Another example of the government’s insistence on the new normal is a socially distant concert held in Newcastle, England. Martje Kremers likens the government-acclaimed concert setting to the cages in the zoo, noting that this is not a humane way to organize events. Digital and socially distant events offer an efficient solution for artists trying to survive in the short term. Artists generally accept these events for financial reasons; for some artists with a soft musical style, organizing seated shows may not create a negative change. So much so that some DJ sets held in Leeds and Manchester are even open to families and they pave the way for a new format. However, all these are temporary events that save the day, artists cannot make a real income in the long run with such performances.

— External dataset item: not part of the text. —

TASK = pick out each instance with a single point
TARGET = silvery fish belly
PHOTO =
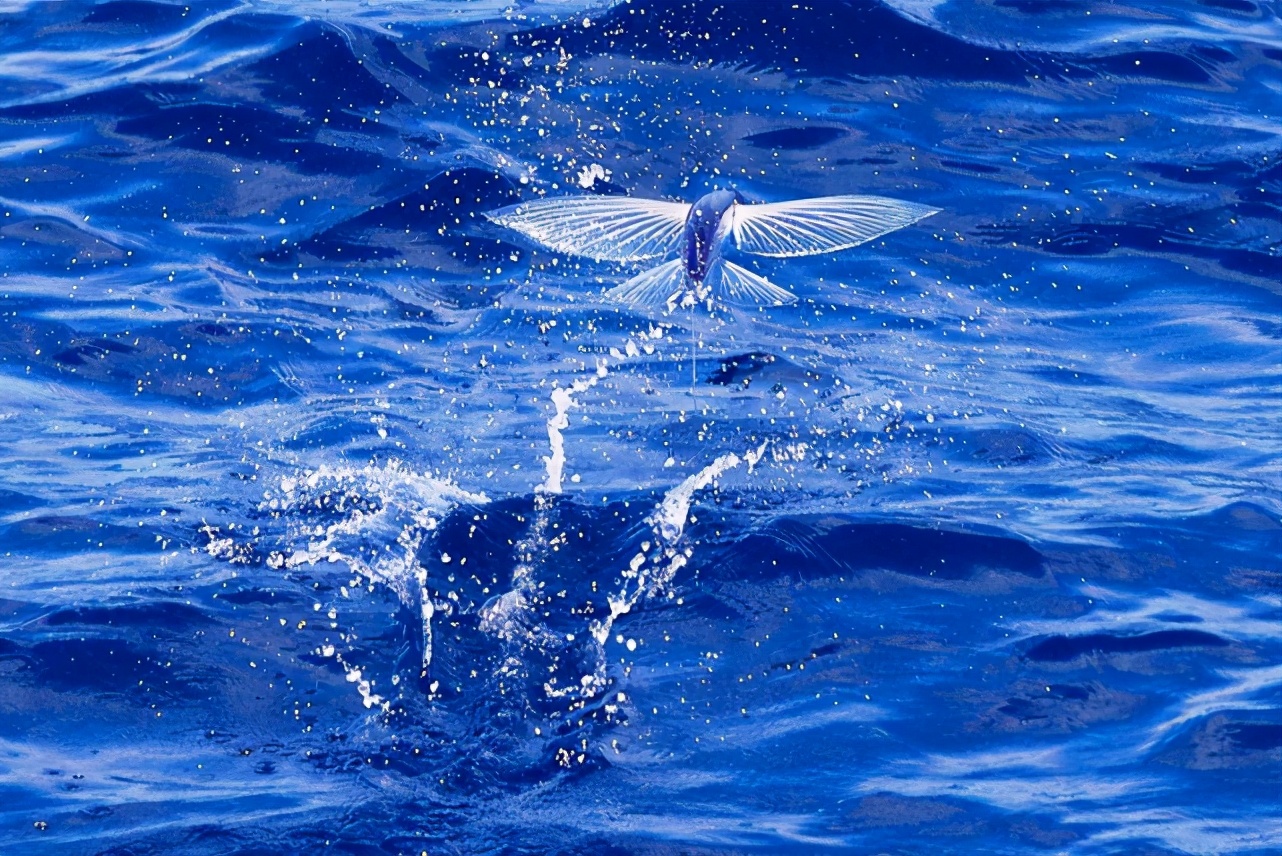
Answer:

Panelists Robert Deutsch and Gijs Cals in the Netherlands also see socially distant festivals as impossible. Considering how quickly we got to the point of feeling awkward and alarmed when we see people hugging on TV; the possibility that people will not get rid of their fear for a long time and not return to the old times creates a pessimistic possibility for 2021 festivals.
When the subtleties of organizing festivals are heard, it is revealed that the sector touches deep points in the country’s economy that cannot be accommodated in digital or met with distant shows. Moreover, the failure of governments to be closely familiar with the economic and cultural benefits of creative industries can create a desperate uncertainty for these industries. The live music industry, which is the sector where all events were stopped first and foremost during and after the pandemic is of the opinion that all the limits and alternatives imposed on it cannot replace the old normal; Europe’s main agents and organizers cannot make peace with the digital notion. When will the festival habits come back after Covid-19? How much will changing user experiences affect festivals? The inquiries here bring about some conscious resistances against the new normal. The live music industry emphasizes the importance of trust and collective action links across the entire value chain. The live music industry, relying on the unique nature of the festival, their communities and on each other, is taking the path of protesting by staying idle until everything returns to “normal” and chooses to sit cross-legged and do nothing until governments see them as they are.